Tutto sembrava più vero, forte, vivido, anche i pensieri!
Pensò che un simile prodigio doveva essere condiviso, e decise di iniziare a coltivare la vite per farne dono agli uomini. Era nato il vino!
Sarà per questo che il vino è la bevanda che più di tutte racchiude in sé il senso del dono e della convivialità : è considerato un regalo degli dei, una specie di fluido magico che ha “il potere di riempire l’anima di verità” (Rabelais). Eh sì, perché, a ben pensarci, il vero dono offerto dal nettare degli dei è proprio quello di restituire all’uomo, nel bene e nel male, quel che è davvero, spogliandolo delle sue menzogne.
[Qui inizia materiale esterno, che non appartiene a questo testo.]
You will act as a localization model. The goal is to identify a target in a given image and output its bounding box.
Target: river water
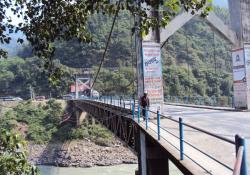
[39,163,181,175]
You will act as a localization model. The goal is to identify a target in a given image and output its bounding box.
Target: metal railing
[164,96,234,108]
[76,97,247,175]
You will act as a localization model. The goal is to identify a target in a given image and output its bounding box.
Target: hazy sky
[213,0,228,7]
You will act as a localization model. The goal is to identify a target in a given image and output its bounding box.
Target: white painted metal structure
[160,0,250,109]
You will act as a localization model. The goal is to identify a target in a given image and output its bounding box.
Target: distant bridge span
[67,100,245,175]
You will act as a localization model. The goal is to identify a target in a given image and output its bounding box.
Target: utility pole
[29,85,33,100]
[136,0,163,106]
[75,74,78,99]
[186,33,191,98]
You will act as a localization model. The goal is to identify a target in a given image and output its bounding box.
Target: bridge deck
[73,101,235,175]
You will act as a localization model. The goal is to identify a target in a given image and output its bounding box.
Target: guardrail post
[132,103,135,120]
[179,118,184,160]
[157,110,161,140]
[232,96,234,108]
[235,135,247,175]
[137,105,141,123]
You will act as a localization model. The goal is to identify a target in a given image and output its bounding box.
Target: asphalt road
[164,105,250,140]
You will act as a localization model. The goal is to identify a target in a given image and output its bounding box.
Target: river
[39,164,181,175]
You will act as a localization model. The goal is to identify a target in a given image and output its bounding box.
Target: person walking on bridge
[140,92,149,120]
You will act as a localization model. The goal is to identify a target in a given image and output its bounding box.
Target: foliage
[0,130,39,175]
[0,0,211,81]
[0,7,232,100]
[0,100,112,144]
[0,57,73,99]
[0,100,63,143]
Fino a un certo punto, esso eleva lo spirito, acuisce le doti intellettuali e rinforza l’amicizia e la conversazione: è, in una parola, una bevanda sacra che infonde al singolo l’armonia dell’universo, regalandogli il piacere inebriante di tendere al suo meglio grazie anche all’ abbandono delle sue fortezze difensive.
Ma, superata una certa misura, il vino limita le capacità umane, annebbia mente e cuore, spoglia l’uomo della ragione per farne fiera, istinto animale e incontrollato che offusca le intenzioni, mescola i sensi, rende ciechi e ottusi come asini, spingendolo dentro le viscere della passione più selvaggia. L’astrazione più profonda e la bestialità più cieca si fondono dunque dentro lo stesso calice, sono parte di uno stesso tutto. Sta solo all’uomo fare in modo che sia l’una a prevalere sull’altra, esattamente come nella vita, dove questi due elementi sono costantemente in lotta tra di loro, sorretti dall’equilibrio instabile delle norme sociali. Null’altro potrebbe spiegare in modo così evidente l’ambiguità della condizione umana, eternamente sospesa tra la ricerca e la perdizione di sè, come un sontuoso calice ricolmo di vino.
Sarà per questo che a bere vino non ci si pente mai davvero. Perché è sempre come scoprire un po’ di più di se stessi, alzando, nel bene e nel male, la soglia dei propri limiti.